Good checkpoint names to try are:

  • evo2/1b-8k-bf16:1.0 (model_size: 1b)
  • evo2/7b-1m:1.0 (model_size: 7b_arc_longcontext)
  • evo2/40b-1m-fp8-bf16:1.0 (model_size: 40b_arc_longcontext)

Other than the 7b version, the other two are checkpoints fine-tuned by the BioNeMo team to support both FP8 and BF16 precision. The 7b version worked well on both FP8 and BF16 out of the box so it was not fine-tuned further. If you do want to use one of the FP8 sensitive checkpoints, like evo2/40b-1m then be sure to add the --vortex-style-fp8 option to the checkpoint conversion step below. Also note that although 8k versions of the 7b and 40b checkpoints exist, it is advisable to use the longer context versions since they were trained further and still run on shorter inputs.

See download_bionemo_data --list-resources for other checkpoint options and a list of available downloadable resources.

CKPT_NAME=evo2/1b-8k-bf16:1.0
CKPT_OUT_DIR=evo2_1b_8k_bf16_mbridge
evo2_convert_nemo2_to_mbridge \
  --mixed-precision-recipe bf16_with_fp8_current_scaling_mixed \
  --tokenizer-path tokenizers/nucleotide_fast_tokenizer_512 \
  --model-size 1b \
  --seq-length 8192 \
  --nemo2-ckpt-dir $(download_bionemo_data $CKPT_NAME) \
  --mbridge-ckpt-dir $CKPT_OUT_DIR

Now run like before, but include the fine-tuned checkpoint directory you converted in the previous step with --finetune-ckpt-dir $CKPT_OUT_DIR. Also if you have problems with bf16_with_fp8_current_scaling_mixed try bf16_mixed.

torchrun --nproc-per-node 2 --no-python \
  train_evo2 \
  --hf-tokenizer-model-path tokenizers/nucleotide_fast_tokenizer_512 \
  --model-size 1b --max-steps 12 --eval-interval 10 \
  --eval-iters 3 --mock-data \
  --micro-batch-size 16 --global-batch-size 32 --seq-length 1024 \
  --tensor-model-parallel 1 \
  --use-precision-aware-optimizer --dataset-seed 33 \
  --seed 41 \
  --cross-entropy-loss-fusion \
  --align-param-gather --overlap-param-gather  --grad-reduce-in-fp32 \
  --decay-steps 100 --warmup-steps 10 \
  --mixed-precision-recipe bf16_with_fp8_current_scaling_mixed \
  --no-fp32-residual-connection --activation-checkpoint-recompute-num-layers 1 \
  --attention-dropout 0.001 --hidden-dropout 0.001 \
  --eod-pad-in-loss-mask --enable-preemption \
  --log-interval 5 --debug-ddp-parity-freq 10 \
  --result-dir tmpfp8-ft-example --no-renormalize-loss \
  --finetune-ckpt-dir $CKPT_OUT_DIR

Where do the custom command line programs come from?

See pyproject.toml for where runnable programs like train_evo2 and evo2_convert_nemo2_to_mbridge are implemented in code.

Docker build

docker build -t evo2_megatron_recipe-$(git rev-parse --short HEAD) .

Performance and accuracy comparisons

NOTE: this section is largely a work in progress.
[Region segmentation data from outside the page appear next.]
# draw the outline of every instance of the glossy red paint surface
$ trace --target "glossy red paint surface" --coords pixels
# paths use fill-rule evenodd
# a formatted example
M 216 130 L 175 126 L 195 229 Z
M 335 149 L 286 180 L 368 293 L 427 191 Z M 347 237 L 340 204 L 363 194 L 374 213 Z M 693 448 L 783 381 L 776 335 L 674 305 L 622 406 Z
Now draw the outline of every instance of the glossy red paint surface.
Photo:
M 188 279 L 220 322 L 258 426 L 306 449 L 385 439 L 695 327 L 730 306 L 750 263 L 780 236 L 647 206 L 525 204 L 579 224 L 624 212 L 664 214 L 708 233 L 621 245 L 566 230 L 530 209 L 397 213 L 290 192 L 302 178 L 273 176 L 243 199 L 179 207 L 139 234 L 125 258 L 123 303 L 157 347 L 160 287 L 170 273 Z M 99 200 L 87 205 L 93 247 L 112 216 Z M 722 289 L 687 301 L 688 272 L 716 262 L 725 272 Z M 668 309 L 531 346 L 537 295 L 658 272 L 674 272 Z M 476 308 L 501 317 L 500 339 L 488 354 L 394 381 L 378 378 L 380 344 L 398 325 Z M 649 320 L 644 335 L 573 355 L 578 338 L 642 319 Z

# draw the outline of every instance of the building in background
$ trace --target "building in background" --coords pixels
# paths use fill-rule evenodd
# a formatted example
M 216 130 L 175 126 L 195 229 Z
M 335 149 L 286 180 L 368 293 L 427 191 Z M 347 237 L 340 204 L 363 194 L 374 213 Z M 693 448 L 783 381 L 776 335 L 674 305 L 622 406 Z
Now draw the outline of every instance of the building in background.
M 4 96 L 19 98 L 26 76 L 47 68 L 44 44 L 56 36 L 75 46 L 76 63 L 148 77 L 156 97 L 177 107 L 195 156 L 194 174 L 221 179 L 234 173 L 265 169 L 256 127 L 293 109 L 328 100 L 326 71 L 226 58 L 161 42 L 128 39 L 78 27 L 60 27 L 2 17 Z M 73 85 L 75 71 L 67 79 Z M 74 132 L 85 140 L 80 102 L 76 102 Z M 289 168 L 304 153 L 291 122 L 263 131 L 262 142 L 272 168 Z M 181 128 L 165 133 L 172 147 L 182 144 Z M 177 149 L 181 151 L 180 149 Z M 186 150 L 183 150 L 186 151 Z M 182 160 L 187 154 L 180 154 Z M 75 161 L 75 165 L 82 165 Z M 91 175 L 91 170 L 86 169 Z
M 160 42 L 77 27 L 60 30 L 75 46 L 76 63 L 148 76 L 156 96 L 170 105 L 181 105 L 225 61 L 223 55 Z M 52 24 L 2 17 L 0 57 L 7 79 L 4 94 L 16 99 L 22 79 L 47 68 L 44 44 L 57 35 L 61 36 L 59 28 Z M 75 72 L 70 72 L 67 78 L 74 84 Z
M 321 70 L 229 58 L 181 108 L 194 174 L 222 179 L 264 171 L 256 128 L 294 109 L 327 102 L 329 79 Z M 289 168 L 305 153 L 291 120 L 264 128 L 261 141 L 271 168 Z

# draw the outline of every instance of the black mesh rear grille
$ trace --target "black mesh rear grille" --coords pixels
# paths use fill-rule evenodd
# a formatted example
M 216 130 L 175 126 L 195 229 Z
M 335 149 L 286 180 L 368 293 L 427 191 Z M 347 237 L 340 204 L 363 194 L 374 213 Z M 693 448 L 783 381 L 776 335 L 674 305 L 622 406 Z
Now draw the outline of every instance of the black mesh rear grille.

This reflects the most updated information, but may not reflect the current state of the code base at any given time.

Training accuracy convergence

We ran a 12 hour 48 H100 GPU training run to compare megatron bridge with nemo2. We found that FP8 current scaling converges by around the 5,000th step to the bf16 lines. And that bf16 is comparable with nemo2. Interestingly in nemo2 bf16 and fp8 followed nearly identical trajectories for the first 5k steps as well. Note that in a typical training run we are performing over 100k steps, so different behavior in the first 5k steps is less worrisome if the endpoints are comparable.

Training Convergence Comparison

Training performance comparisons

FP8 current scaling which is supposed to have better convergence properties than delayed scaling, performs nearly as well as delayed scaling in mbridge. Even leaving multiple transformer layers in bf16 precision trains faster than fp8 delayed scaling in nemo2.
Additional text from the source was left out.